Polisi Segera Periksa Eks Wali Kota Depok Sebagai Tersangka

Octavianus Dwi Sutrisno    •    Kamis, 30 Aug 2018 18:51 WIB
kasus korupsi
Polisi Segera Periksa Eks Wali Kota Depok Sebagai Tersangka
Mantan Wali Kota Depok Nur Mahmudi Ismail (tengah) menghindari pertanyaan wartawan usai menjalani pemeriksaan oleh Tim Tindak Pidana Korupsi Unit Kriminal Khusus Reskrim Polresta Depok di Depok, Jawa Barat, Kamis (19/4). ANTARA FOTO/Indrianto Eko Suwarso.

Depok: Penyidik Polresta Depok segera memeriksa mantan Wali Kota Depok, Nur Mahmudi Ismail dalam status sebagai tersangka.

Kapolresta Depok, Kombes Didik Sughiarto mengatakan, waktu pemanggilan dan pemeriksaan akan ditentukan oleh penyidik.

"Status tersangka ditetapkan pada 20 Agustus 2018. Saat ini belum dilakukan pemanggilan (tersangka). Nanti setelah pada saatnya penyidik pembuktian mencukupi, alat bukti cukup pasti pemanggilan," kata Didik di Mapolresta Depok, Jawa Barat, Kamis, 30 Agustus 2018.

Baca: Eks Wali Kota Depok Diduga Korupsi Rp10 Miliar

Didik menjelaskan, alasan pihaknya belum melakukan pengumuman sesaat setelah penetapan tersangka karena alasan teknis penyidikan.

Didik menegaskan, penetapan tersangka sudah dilakukan sesuai prosedur hukum dan bukti yang mencukupi.

"Soal belasan sertifikat tanah itu, yang jelas penyidik akan melakukan proses langkah penyidikan sebagai pembuktian. Ini semua langkah kontruksi hukum yang sudah disusun penyidik," jelas Didik.

Baca: Eks Wali Kota Depok Segera Buka Suara

Nur Mahmudi Ismail ditetapkan sebagai tersangka oleh Penyidik Tipikor Polres Kota Depok. Ia terkait kasus dugaan korupsi proyek pengadaan lahan untuk pelebaran Jalan Nangka, Kelurahan Sukamaju baru, Kecamatan Tapos, Kota Depok.
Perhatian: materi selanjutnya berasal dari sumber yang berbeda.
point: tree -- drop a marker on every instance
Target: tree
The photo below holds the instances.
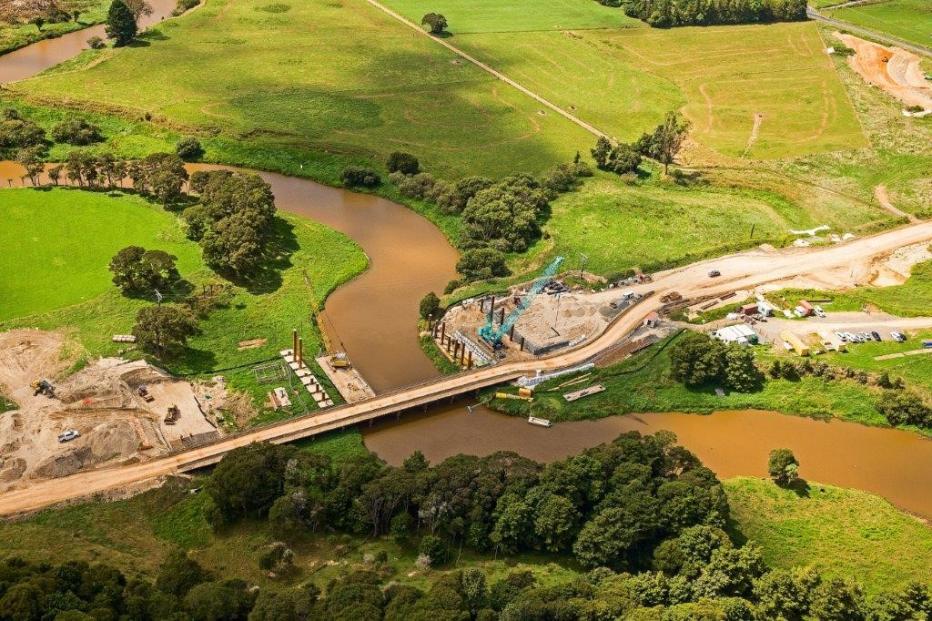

Dari perbuatan Nur Mahmudi, polisi menduga negara mengalami kerugian sekitar Rp10 miliar.

Nur Mahmudi ditetapkan sebagai tersangka bersama dengan mantan Sekretaris daerah (Sekda) Kota Depok Harry Prihanto. Keduanya ditetapkan sebagai tersangka setelah penyidik menerima hasil audit Badan Pemeriksa Keuangan dan Pembangunan (BPKP) Jawa Barat.